Saline wetlands are rare ecosystems in Saharan areas, which are important for conservation of many endemic and rare plant species. In this study, we investigated five saline wetland sites of the Oued Righ region, located in the northeastern Algeria, to determine the environmental factors controlling the composition and distribution of plant communities. We established a total of 20 transects to measure the vegetation parameters (density and cover) and soil characteristics (electrical conductivity, moisture, pH, CaSO4, CaCO3, organic matter, Na+, K+, Mg2+, Ca2+, SO42–, Cl–, NO3– and HCO3–). A total of 17 plant species belonging to seven families were identified. The natural vegetation was composed of halophytic and hydro-halophytic plant communities, presented specially by the species of Amaranthaceae family. Soils in the studied wetlands were moist, gypsiferous, alkaline, salty to very salty with dominance of chloride and calcium. Results of the Canonical Correspondence Analysis (CCA) showed that community structure and species distribution patterns of vegetation were mainly dependent on soil characteristics, mainly being soil salinity (CaSO4, K+, Ca2+ and Cl–) and moisture.

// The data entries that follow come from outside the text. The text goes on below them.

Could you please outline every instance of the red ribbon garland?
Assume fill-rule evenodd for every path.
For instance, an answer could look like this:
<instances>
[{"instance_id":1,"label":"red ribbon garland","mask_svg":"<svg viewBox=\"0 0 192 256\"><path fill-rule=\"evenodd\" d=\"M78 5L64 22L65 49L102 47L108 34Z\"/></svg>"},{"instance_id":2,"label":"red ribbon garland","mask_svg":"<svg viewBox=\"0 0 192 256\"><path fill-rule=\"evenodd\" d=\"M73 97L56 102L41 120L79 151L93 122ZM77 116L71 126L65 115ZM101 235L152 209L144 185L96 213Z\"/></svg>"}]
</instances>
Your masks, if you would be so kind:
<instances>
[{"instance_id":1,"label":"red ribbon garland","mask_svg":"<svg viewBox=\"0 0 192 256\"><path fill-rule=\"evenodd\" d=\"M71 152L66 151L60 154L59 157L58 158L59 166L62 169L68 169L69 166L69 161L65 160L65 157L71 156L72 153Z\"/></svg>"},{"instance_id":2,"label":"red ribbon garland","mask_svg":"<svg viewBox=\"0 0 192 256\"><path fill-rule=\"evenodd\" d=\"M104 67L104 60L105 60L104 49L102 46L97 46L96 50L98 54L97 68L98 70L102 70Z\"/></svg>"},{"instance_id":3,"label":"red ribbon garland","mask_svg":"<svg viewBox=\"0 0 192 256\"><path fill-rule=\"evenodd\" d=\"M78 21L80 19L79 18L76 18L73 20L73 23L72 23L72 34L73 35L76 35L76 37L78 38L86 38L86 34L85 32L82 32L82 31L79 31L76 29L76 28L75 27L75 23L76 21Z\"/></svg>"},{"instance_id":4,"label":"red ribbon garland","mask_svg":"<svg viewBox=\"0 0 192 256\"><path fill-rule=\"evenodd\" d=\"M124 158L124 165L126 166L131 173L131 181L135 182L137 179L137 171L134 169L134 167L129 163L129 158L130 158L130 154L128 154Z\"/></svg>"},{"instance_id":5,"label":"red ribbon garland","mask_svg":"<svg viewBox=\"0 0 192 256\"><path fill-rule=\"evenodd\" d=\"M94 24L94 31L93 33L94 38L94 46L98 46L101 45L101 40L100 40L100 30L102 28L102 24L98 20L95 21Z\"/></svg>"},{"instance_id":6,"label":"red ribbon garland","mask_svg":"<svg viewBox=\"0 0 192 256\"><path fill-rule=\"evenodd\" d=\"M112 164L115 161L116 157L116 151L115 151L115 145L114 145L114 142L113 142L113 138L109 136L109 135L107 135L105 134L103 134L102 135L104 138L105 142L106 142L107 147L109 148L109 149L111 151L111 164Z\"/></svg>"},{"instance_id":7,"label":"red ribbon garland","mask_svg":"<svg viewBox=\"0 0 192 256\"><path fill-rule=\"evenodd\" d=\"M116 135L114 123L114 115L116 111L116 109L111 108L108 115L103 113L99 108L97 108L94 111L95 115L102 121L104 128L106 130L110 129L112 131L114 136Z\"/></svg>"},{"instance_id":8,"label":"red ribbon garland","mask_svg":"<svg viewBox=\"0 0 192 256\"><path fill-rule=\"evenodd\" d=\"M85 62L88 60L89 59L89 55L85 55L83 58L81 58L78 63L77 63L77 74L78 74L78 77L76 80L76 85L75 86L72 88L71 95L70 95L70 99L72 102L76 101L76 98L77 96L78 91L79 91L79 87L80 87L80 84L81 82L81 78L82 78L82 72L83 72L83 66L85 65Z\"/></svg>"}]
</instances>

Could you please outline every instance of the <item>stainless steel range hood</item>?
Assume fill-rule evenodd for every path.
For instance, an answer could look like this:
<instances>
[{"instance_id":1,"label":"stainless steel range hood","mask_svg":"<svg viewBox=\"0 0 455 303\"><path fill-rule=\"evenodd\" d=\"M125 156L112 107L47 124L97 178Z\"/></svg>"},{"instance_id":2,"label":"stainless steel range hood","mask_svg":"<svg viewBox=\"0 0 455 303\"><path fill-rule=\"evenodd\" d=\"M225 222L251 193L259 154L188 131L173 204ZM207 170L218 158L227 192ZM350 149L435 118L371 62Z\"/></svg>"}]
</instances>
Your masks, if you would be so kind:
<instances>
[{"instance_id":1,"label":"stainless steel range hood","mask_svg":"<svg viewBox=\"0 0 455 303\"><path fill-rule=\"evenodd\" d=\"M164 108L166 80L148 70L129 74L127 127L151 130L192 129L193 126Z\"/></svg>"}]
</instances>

The distribution of plant species was found to follow a specific zonal pattern. Halocnemum strobilaceum was observed to grow in highly salt-affected soils, thus being the more salt-tolerant species. Phragmites communis plants were widely distributed in the study area with a high density at the edges of accumulated water body. Juncus maritimus, Tamarix gallica and Salicornia fructicosa grew in soils that are partially or completely flooded in winter. Suaeda fructicosa, Traganum nudatum, Arthrocnemum glaucum, Aeluropus littoralis, Cressa cretica and Cynodon dactylon were distributed in salty and moist soils away from the open water body. Plants of Zygophyllum album, Limonastrirum guyonianum, Cornulaca monacantha, Cistanche tinctoria, Mollugo nudicaulis and Sonchus maritimus were found in soils with less salty and moisture. They constituted the outermost belt of vegetation in the studied wetlands. This study will provide a reference on introducing the salt-tolerant plant species as a fodder resource in saline habitats and regenerating the degraded saline wetlands.